GREENWICH, CT.-The Bruce Museum of Arts and Science in Greenwich, Connecticut, is sure to tickle a few funny bones in its new exhibition Art and Artists: New Yorker Cartoons from the Melvin R. Seiden Collection. On view through December 31, 2005 in the Museums Bantle Lecture Gallery, the show features 50 original drawings for cartoons dealing with art and artists, drawn from the pages of The New Yorker magazine. The works, some in color, are on loan from Melvin R. Seiden, who has assembled one of the most extensive private collections of The New Yorker cartoons in the world. Included in the show is a selection of portraits of the artists by photographer Anne Hall. The exhibition is supported by the Charles M. and Deborah Royce Exhibition Fund.

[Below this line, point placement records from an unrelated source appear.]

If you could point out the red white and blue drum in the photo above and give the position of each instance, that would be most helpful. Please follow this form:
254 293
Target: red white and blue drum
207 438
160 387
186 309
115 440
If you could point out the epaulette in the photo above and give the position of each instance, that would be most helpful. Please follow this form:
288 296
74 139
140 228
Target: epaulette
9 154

Visitors to the exhibition will discover why The New Yorker figures prominently in the history of comedy, caricature and cartoons. Not only is the cartoon the emblem of the magazine, but The New Yorker also altered the look, structure and development of cartoon art. While anthologies of cartoons from The New Yorker on the themes of lawyers, doctors, businessmen, and even dogs, have appeared, and the recently published The Complete Cartoons of The New Yorker, with 68,647 entries, covers the magazines entire cartoon inventory from 1925 to 2004, there has not been a book or exhibition on the magazines cartoons on the themes of art and artists for more than thirty years.
The arrival of The New Yorker in 1925 had a profound impact on the history of the cartoon. In place of the lengthy captions and dialogues that had often been featured beneath a single image in earlier publications, The New Yorker stressed a succinct single punch line that brought the image and words into closer alignment and sharpened the comic effect. The captionless cartoon of manners also placed a new emphasis on the clarity of the situation, costumes, and setting that gave The New Yorker cartoons a distinctive, concise look. Almost from the start, the magazines cartoons had relatively little overt political content and less dramatic action than their predecessors; the subtlety and understatement of social comedy reigned.

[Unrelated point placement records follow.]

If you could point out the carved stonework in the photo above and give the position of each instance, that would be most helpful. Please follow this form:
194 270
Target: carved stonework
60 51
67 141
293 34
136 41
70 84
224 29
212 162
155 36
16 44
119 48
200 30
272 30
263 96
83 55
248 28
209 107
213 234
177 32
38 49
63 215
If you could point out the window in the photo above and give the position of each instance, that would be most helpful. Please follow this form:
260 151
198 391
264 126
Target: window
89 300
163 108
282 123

The New Yorker art cartoons deal with many aspects of the art world, from art collecting to art forgery, while satirizing aspects of painting, architecture and museums. Leonardo DaVincis painting of Mona Lisa is understandably a perennial subject of cartoons, which range from references to her smile to reinterpretations of her image as a New York Mets baseball player. The cartoons poke gentle fun at such artists as Rembrandt van Rijn, Vincent van Gogh, Diego Velasquez, Claude Monet, René Magritte, and Lucien Freud, relying on visual puns, quips and the combination of a witty image and a pithy one-liner. Some of these images play on the classic subject of the artist and his model, while others attest to an increasingly sophisticated and satirical view of the sanctity and pretense of high art, be it a send up of Leonardo or Matthew Barney. Still others taunt the world of museums and galleries, artists on the dole, or the subject of art and commerce.
The impact of the drawings reflects the artists wonderful draftsmanship, which is richly varied and admirably well suited to the subject matter. The styles range from the simple linear drawings of Lee Lorenz to the elegant calligraphic style of Ronald Searle and the rich narratives of Roz Chast.
The importance of the single-line caption can be seen in two New Yorker cartoons dealing with architecture: an Eskimo peeking out of a pyramidal igloo with the caption Eskimo Pei and a drawing of Frank Lloyd Wrights masterpiece of domestic architecture, Falling Water, with the caption
the story is that Wright was going through considerable domestic difficulties at the time he designed this one.
The exhibition is accompanied by a four-color catalogue with essays by Bruce Museum Executive Director Peter Sutton and Bruce Museum Senior Curator of Art Nancy Hall-Duncan and with photographs of many of the artists.